Heritage Christian Academy (HCA) is a private Christian school located in Mount Laurel, New Jersey, United States. Heritage Christian Academy opened in 1988 as a ministry of Heritage Baptist Church under the leadership of its founder, Darrell W. Smith. Heritage Christian Academy is a member of the Garden State Association of Christian Schools (GSACS) and the American Association of Christian Schools (AACS). The goal of Heritage Christian Academy is to train students in truth and righteousness leading the students toward Christ-likeness and to uphold the Christian family.

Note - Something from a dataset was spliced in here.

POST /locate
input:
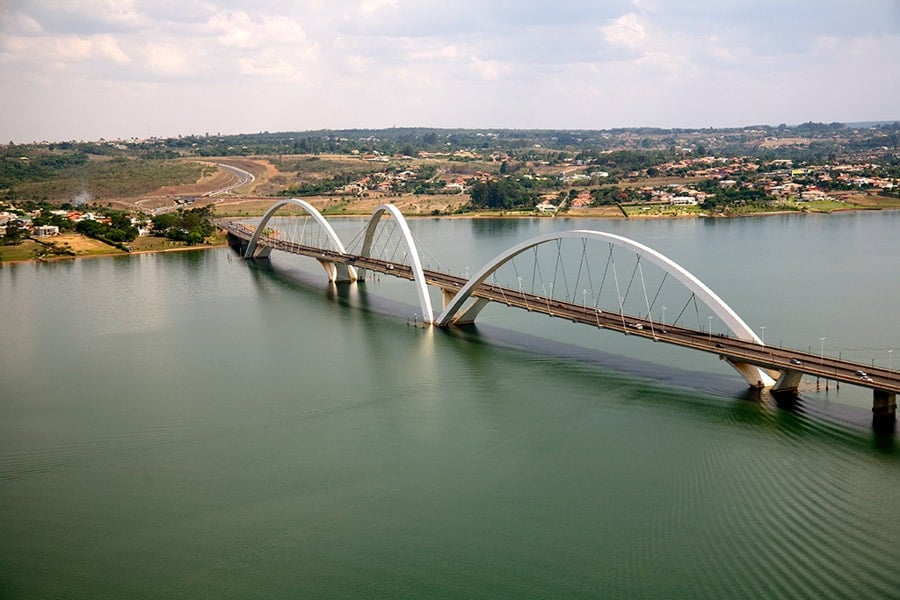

As of the 2013-14 school year, the school had an enrollment of 43 students (plus 3 in PreK) and 9.0 classroom teachers (on an FTE basis), for a student–teacher ratio of 4.8:1. The school's enrollment was 41.9% White, 30.2% Black, 4.7% Hispanic, 16.3% Asian and 7.0% two or more races.

==Athletics==
Students in grades seven through twelve have the opportunity to participate in the sports program at Heritage Christian Academy. Heritage Christian Academy offers soccer and basketball for boys and volleyball for girls. Basketball for girls will be included in the future.

==Academics==
Heritage Christian Academy uses the curriculum developed by Bob Jones University Press. The kindergarten students take Bible, math, phonics, and music. The first through sixth grade students take classes in Bible, science, heritage studies, math, and phonics (for first grade only), English, reading, handwriting, spelling, and music. The seventh through twelfth grade students take Bible, science, heritage studies, mathematics, writing, grammar, literature, vocabulary, and foreign language. Each class has its own webpage.